Ten to twenty-one years for 77 murders?! I don't give a shit about his degree of sanity. He has done us the favor of certifyng his capability of and proclivity for killing human beings. Sane or insane, he (and all 1/77th+ scale models of him) needs to be caged for the rest of his life.
I'm pretty sure that this guy is rationally insane, as in he knows exactly who he is and what he was doing. Being a neo Nazi is not the same thing as being a paranoid schizophrenic.
Keep in mind that we're dealing with a legal definition of insanity here, not a clinical one. Generally speaking, the legal standard for insanity is this: "a defendant must have been so impaired by a mental disease or defect at the time of the act that he or she did not know the nature or quality of the act, or, if the defendant did know the nature or quality of the act, he or she did not know that the act was wrong."
I am on the fence as to does it even matter?
Perhaps I am some heartless SOB, but I think this is why there should be capital punishment. I mean at the very least, can't we agree that when murder exceeds 50 people (my threshold would be lower, but go with me) that we should just dispose of the asshole (insane or not insane) and move on?
I can't agree. Personally, I see the problem as two-fold. On a philosophical level, I have a problem with giving the state the authority to kill its citizens. Once you give the state that authority, it will yield it not only in the most extreme, cut-and-dry cases like this, but almost surely also in situations that are much more ambiguous (factually and/or morally).
On a more practical level, I don't think the government is capable of accurately determining who's guilty and innocent on a consistent basis. Again, it's pretty obvious in this case, but there's no way to practically invoke the death penalty only for incidents where guilt is obvious. I'd rather let this asshole live to guarantee we don't execute an innocent person later than execute him at the cost of also executing an innocent person.

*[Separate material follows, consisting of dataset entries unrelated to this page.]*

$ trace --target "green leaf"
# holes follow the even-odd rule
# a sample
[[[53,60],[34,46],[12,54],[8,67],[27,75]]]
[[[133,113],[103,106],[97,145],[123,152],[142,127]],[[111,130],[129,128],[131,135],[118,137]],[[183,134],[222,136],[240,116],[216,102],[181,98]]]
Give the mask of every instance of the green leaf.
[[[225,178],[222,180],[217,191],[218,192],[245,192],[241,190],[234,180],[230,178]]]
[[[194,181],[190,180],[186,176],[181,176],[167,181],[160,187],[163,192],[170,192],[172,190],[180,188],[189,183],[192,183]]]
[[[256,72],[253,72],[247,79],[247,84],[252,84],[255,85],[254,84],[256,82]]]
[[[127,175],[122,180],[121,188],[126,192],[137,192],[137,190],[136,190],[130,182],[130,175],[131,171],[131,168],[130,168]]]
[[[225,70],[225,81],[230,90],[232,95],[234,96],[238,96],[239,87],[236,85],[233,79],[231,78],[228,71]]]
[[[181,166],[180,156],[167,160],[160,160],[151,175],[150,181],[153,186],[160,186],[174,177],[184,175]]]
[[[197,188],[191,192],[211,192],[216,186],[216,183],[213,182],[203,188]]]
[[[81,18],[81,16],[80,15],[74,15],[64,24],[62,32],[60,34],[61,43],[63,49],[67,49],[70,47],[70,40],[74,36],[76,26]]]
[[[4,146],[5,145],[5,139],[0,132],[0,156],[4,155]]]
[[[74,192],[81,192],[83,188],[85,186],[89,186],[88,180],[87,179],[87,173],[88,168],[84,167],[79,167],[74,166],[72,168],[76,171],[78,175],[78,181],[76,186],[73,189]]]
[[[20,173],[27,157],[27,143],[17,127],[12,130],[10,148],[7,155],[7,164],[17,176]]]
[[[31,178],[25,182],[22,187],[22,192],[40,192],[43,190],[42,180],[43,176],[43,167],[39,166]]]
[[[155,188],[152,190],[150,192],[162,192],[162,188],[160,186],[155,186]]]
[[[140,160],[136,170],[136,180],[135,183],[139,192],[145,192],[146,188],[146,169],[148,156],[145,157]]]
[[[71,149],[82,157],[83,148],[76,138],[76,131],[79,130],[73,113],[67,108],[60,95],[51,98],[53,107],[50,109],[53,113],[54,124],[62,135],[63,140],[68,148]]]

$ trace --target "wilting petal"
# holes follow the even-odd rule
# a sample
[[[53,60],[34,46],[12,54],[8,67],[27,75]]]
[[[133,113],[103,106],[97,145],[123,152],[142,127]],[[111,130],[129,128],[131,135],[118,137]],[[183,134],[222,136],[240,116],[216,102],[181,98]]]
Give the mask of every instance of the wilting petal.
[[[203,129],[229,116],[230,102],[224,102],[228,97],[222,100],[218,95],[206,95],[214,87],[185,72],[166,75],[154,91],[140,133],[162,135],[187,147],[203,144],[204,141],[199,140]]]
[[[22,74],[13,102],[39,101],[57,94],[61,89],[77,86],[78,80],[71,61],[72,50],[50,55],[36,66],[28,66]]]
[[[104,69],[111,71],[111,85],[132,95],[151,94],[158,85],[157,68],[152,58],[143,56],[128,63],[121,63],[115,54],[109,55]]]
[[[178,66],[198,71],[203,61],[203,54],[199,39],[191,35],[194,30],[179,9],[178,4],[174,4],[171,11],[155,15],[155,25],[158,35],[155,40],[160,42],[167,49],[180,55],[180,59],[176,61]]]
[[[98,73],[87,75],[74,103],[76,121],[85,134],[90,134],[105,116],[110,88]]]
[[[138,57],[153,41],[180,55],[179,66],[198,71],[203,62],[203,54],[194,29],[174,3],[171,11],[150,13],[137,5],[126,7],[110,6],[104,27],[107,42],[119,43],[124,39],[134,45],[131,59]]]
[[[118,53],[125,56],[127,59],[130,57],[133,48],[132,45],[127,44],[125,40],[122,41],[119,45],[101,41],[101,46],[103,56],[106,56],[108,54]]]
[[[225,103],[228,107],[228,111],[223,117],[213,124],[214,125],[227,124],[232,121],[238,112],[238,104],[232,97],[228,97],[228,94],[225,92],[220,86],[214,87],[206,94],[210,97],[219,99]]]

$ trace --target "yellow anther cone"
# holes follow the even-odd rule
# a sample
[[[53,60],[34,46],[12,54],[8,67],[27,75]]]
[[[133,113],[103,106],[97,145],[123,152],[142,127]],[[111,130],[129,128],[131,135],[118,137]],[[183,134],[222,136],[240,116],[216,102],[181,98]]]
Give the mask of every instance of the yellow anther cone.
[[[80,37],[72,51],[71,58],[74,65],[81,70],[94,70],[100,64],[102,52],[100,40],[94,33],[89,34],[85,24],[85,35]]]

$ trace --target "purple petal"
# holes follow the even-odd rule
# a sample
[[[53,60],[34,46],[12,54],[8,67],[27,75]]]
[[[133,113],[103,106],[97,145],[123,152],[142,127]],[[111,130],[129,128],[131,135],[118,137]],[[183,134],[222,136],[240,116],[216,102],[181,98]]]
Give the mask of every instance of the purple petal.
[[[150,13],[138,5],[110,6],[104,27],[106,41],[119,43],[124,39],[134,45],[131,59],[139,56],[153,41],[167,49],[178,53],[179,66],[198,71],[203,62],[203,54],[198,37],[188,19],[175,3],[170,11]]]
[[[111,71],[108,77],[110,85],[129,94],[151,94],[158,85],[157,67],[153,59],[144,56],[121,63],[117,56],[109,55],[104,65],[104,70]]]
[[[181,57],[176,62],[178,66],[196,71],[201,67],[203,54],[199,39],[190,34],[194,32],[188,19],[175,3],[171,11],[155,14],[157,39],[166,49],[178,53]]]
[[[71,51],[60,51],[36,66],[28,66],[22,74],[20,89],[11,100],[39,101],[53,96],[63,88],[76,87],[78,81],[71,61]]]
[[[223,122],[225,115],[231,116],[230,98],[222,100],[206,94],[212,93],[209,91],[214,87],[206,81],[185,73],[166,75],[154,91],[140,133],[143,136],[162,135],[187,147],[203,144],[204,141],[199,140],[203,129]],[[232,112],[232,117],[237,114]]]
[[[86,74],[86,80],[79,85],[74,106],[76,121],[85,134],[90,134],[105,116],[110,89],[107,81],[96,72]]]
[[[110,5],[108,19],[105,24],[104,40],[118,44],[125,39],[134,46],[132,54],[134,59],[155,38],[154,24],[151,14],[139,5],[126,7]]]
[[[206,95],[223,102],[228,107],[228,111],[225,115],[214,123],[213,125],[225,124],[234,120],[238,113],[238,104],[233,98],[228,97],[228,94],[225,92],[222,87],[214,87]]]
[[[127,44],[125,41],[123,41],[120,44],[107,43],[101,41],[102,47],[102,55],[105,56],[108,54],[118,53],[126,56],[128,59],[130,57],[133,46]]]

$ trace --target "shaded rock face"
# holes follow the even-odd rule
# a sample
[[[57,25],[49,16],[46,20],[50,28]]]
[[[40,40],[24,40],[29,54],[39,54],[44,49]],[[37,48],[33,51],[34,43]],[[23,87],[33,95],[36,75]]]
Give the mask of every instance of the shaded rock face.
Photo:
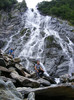
[[[11,35],[18,32],[21,26],[21,17],[26,10],[26,5],[17,3],[13,5],[10,11],[0,11],[0,48],[7,44]]]
[[[60,84],[52,85],[42,88],[17,88],[17,90],[24,95],[35,92],[35,100],[73,100],[74,99],[74,85]],[[32,95],[33,97],[33,95]]]
[[[16,90],[11,81],[4,82],[0,79],[0,100],[23,100],[22,95]]]
[[[21,57],[22,65],[30,73],[34,71],[36,60],[40,59],[52,77],[71,74],[74,70],[74,27],[66,21],[42,16],[35,9],[25,12],[23,8],[20,11],[15,7],[10,13],[2,14],[0,37],[6,37],[4,41],[8,42],[4,51],[8,53],[12,47],[15,57]]]

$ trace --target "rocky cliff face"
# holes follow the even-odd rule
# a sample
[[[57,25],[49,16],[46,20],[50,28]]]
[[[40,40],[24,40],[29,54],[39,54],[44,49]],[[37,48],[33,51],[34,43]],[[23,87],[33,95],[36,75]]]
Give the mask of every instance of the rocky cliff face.
[[[13,48],[15,54],[15,59],[7,54],[0,55],[1,84],[6,86],[0,92],[3,94],[2,90],[5,90],[7,95],[8,84],[11,84],[8,81],[11,81],[23,98],[30,93],[32,100],[35,95],[36,100],[73,100],[74,27],[68,25],[67,21],[42,16],[36,8],[26,9],[27,7],[17,4],[10,12],[0,11],[0,48],[5,53]],[[40,79],[36,78],[33,66],[37,59],[41,61],[45,75],[50,77],[44,75]],[[55,78],[60,79],[59,85]],[[16,97],[11,89],[10,92],[14,95],[10,94],[14,100],[23,99],[21,96]]]
[[[9,11],[0,11],[0,48],[6,45],[11,35],[18,32],[22,14],[26,10],[27,7],[22,2],[15,4]]]
[[[37,78],[26,70],[20,58],[0,54],[0,100],[73,100],[74,74],[59,77],[57,84],[52,77]]]

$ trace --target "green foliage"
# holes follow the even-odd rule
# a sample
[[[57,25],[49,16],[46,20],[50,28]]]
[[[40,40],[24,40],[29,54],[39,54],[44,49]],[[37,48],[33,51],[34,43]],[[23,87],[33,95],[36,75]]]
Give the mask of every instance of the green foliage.
[[[17,3],[17,0],[0,0],[0,9],[10,9],[15,3]]]
[[[24,35],[24,33],[26,32],[26,30],[27,30],[27,28],[25,28],[25,29],[23,29],[23,30],[21,30],[21,35]]]
[[[52,0],[38,4],[38,10],[44,15],[54,15],[68,20],[74,25],[74,0]]]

are we executing lots of innocents? Seems kinda doubtful given advances in DNA and other technology. As it is, the death penalty takes an absurdly long time to carry out even for monsters like Ted Bundy.
Folks the Norwegian deserve an express lane to execution as his innocence is not in doubt by anyone. Let a relative of some victim be the one to push the button or whatever; if no relative is willing to do that, then he gets life.
Personally, I see the problem as two-fold. On a philosophical level, I have a problem with giving the state the authority to kill its citizens.
Exactly. I think this should be more of a "torn apart by lynch mob" type deal.
I think this is why there should be capital punishment
I disagree entirely. I do not believe the state is competent to either judge the quite-obviously evil (as evinced by the ruling and the rationale of the prosecution) - I instead prefer a free market alternative, which in this case would be determined by the market... all it would require is to tie the guy to a pole downtown Oslo somewhere, and ensure no police or other officials interfere with any particular community decision.
I for one would bring dogs. Hungry dogs. And rubbing alcohol.
The whole reason the prosecution was pushing like hell for the insanity plea was because of this 21 year max sentencing for murder (even multiple murders), and the obvious backlash it would cause.
In other words, it might cause people to support harsher sentences for criminals, thus actually helping him to achieve at least one of the things he (presumably, as a right-wing extremist) wanted politically?
At any rate, the guy was not insane, just evil. Perhaps dangerously sane, like Discworld's Carcer.
He's a neo-Nazi, not a right wing extremist. Unless you're one of those morons who thinks national socialism is somehow magically right wing.
at least its an ethos.
these men are nihilists, there's nothing to be afraid of.
He's not a Nazi of any sort. You would know that if you knew anything about what he believes.